Unincorporated LLCs and privity in Legal Malpractice. Its an arcane area of law. Here is an interesting analysis of a new case.
"New York Suit By LLC Minority Members Against Attorneys Representing Majority Members
Under New York law, a plaintiff may not allege attorney malpractice absent a showing of actual or near privity between the plaintiff and the attorney, with the exception that no showing of privity is required in claims for fraud, collusion, malicious acts, or other special circumstances. In Aranki v. Goldman & Assocs., LLP, 825 N.Y.S.2d 97, 98-99 (N.Y.A.D. 2 Dept. 2006), the minority members of an LLC sued a law firm for legal malpractice, breach of fiduciary duty, fraud, and breach of contract, contending that the law firm knowingly induced or assisted the LLC members who combined held a majority membership interest to breach their fiduciary duties to plaintiffs.
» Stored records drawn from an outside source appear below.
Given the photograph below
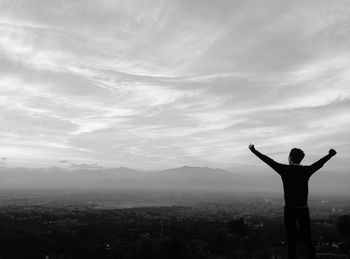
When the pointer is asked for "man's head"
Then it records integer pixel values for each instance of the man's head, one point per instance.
(295, 156)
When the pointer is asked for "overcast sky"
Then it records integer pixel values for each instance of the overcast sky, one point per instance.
(159, 84)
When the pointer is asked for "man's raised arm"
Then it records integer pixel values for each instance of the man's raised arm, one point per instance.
(317, 165)
(265, 158)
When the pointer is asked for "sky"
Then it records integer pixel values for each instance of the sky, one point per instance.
(161, 83)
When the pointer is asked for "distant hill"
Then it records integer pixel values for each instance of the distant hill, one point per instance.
(182, 178)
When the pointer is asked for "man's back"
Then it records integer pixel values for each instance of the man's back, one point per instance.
(295, 177)
(295, 180)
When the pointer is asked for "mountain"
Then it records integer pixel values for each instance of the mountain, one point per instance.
(184, 178)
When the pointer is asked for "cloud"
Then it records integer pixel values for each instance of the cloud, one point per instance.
(170, 83)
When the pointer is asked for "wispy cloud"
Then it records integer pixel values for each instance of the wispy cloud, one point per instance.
(151, 84)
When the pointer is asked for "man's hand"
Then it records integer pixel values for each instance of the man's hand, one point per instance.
(332, 152)
(251, 147)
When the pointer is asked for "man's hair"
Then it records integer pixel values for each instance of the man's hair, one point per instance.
(296, 155)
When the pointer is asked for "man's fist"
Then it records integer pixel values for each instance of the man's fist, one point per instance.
(332, 152)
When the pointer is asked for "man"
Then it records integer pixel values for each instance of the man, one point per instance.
(295, 178)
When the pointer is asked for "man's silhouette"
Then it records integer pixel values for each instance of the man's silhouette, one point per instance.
(295, 178)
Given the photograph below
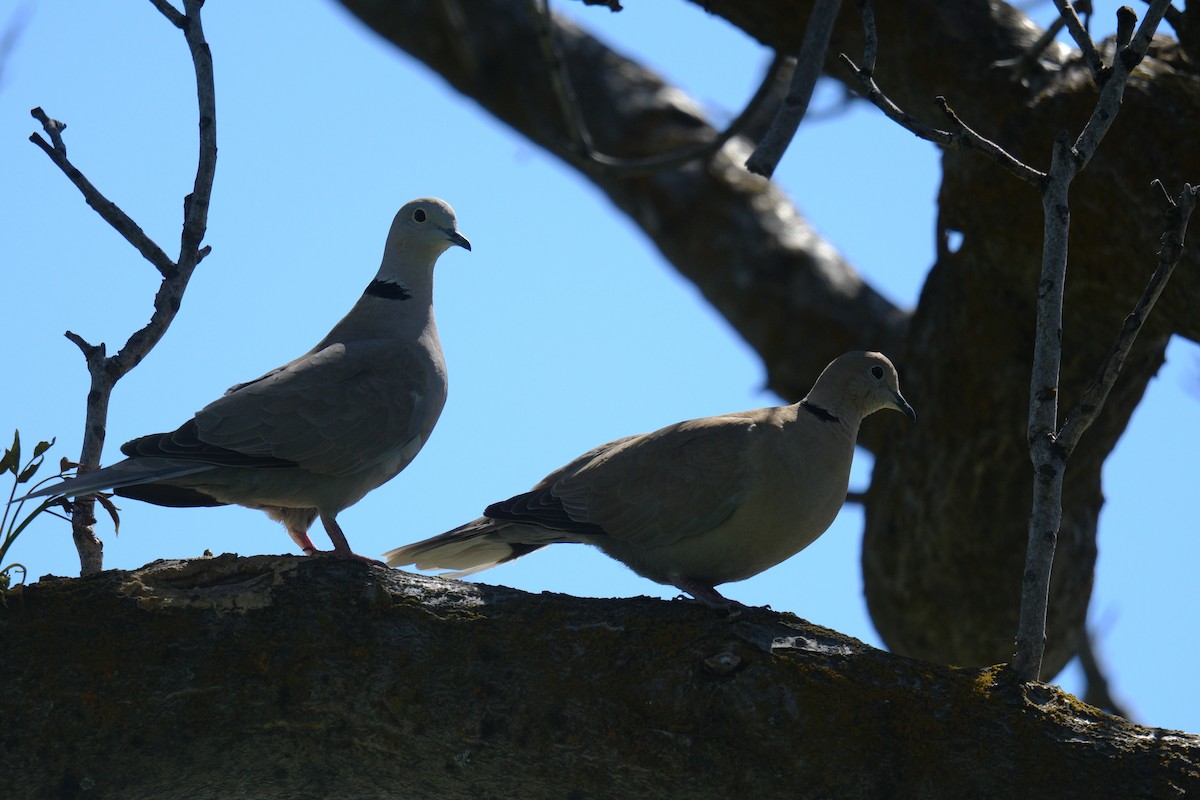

A trial court dismissed plaintiffs’ claims for breach of fiduciary and legal malpractice.
On appeal, a New York appellate court reversed the dismissal, finding that, with respect to the legal malpractice claim, although the complaint did not plead specific facts indicating “the existence of an attorney-client relationship, privity, or a relationship that otherwise closely resembles privity” between the plaintiffs-minority members of the LLC and the defendant law firm, the complaint sufficiently alleged facts that, if proven, “would show that the defendants colluded with the majority members of [the LLC], inter alia, to freeze the plaintiffs out of [the LLC’s] management and profit sharing and force them to surrender, at a reduced price, their minority membership interest in [the LLC].” The court further found that although the complaint did not plead facts sufficient to show that defendants breached any fiduciary duty owed to plaintiffs, it did sufficiently allege that the law firm defendants aided and abetted a breach of fiduciary duty by the LLC’s majority members.